Buscando a Juan does not declare a clear choreographic aesthetic. Instead, and perhaps more powerfully, thrashing fists, covered eyes, and moments of subdued romantic surrender define its emotional drive. It mirrors the company’s unified movement style: a palpable energy that simmers beneath the choreography, hinting at explosive potential while maintaining a captivating restraint.

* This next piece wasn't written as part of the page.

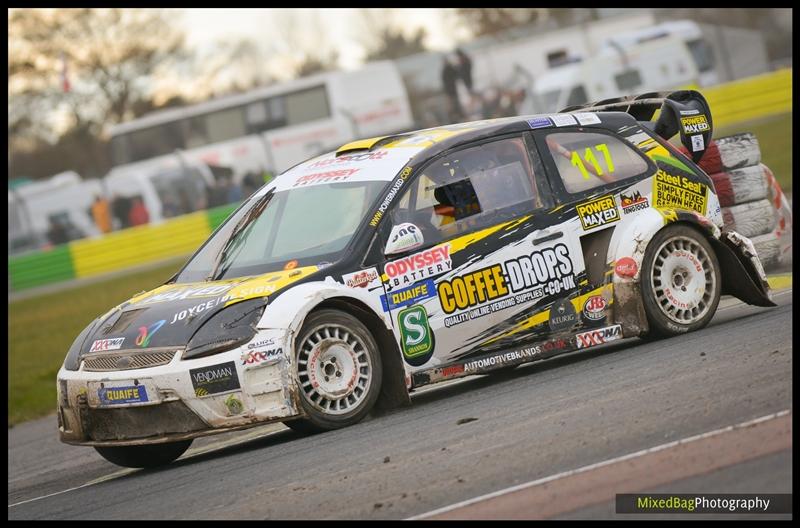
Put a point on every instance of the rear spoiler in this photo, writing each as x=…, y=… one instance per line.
x=682, y=111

Antonio Cangiano and Leonardo Brito in world premiere of Buscando a Juan by Eduardo Vilaro. Photo: Rosalie O'Connor Photography

Annabelle Lopez Ochoa’s dances define their aesthetic almost instantly, and House of Mad'moiselle is no exception, with an ensemble in bright red wigs and minimalist black clothing, and a stunning drag queen in shimmering silver and black. Effervescent, feminine gestures and broken wrists reminiscent of voguing — which we also see in its authentic form — illustrate this very particular world. It’s a dance that almost never stops, full of complex and unexpected — yet visually satisfying — shapes and partnering. When one dancer’s authoritative tear across the stage is interrupted by a sweeping lift, we remember that there’s nothing wrong with being swept.

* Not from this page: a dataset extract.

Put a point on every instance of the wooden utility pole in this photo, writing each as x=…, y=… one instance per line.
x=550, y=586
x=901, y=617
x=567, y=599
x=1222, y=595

Ballet Hispánico in Annabelle Lopez Ochoa’s House of Mad'moiselle. Photo: Rosalie O'Connor Photography
 

The captivating drag queen around whom the work revolves appears at first without a wig or headpiece, her wig cap clearly exposed. Towards the end of the work, after a realm of campy, iconic femininity has been established through both choreography and scattered additional red costuming pieces, the dancers cry out for “Maria!” The soundscore also asks, “Where’s Maria?” and subsequently proclaims, “She left!”

Ballet Hispánico in Annabelle Lopez Ochoa’s House of Mad'moiselle. Photo: Rosalie O'Connor Photography

Later, the drag queen emerges with a full-feathered, red headdress and a matching tulle skirt — a moving proclamation of powerful and delicate femininity. The company seemed both particularly excited and at home in Lopez Ochoa’s choreography.

Ballet Hispánico in Gustavo Ramírez Sansano's 18+1. Photo: Rosalie O'Connor Photography


18+1 by Gustavo Ramírez Sansano feels like an iconic Ballet Hispánico work, encapsulating their ever-so-slightly bridled intensity. The company is clearly grounded (literally and metaphorically) in one another through rapid weight shifts and direction changes. The costuming — loose, asymmetrically-zippered, and business casual-esque — emphasizes those unmistakably deep contemporary-dance-dropped pelvises. It’s both polished and strange, silly and precise; the juxtaposition holds it together. The incessant musicality driving the work overtakes the dancers, sweeping them out and then snapping them back. It’s elastic, and it effortlessly rounds out the evening.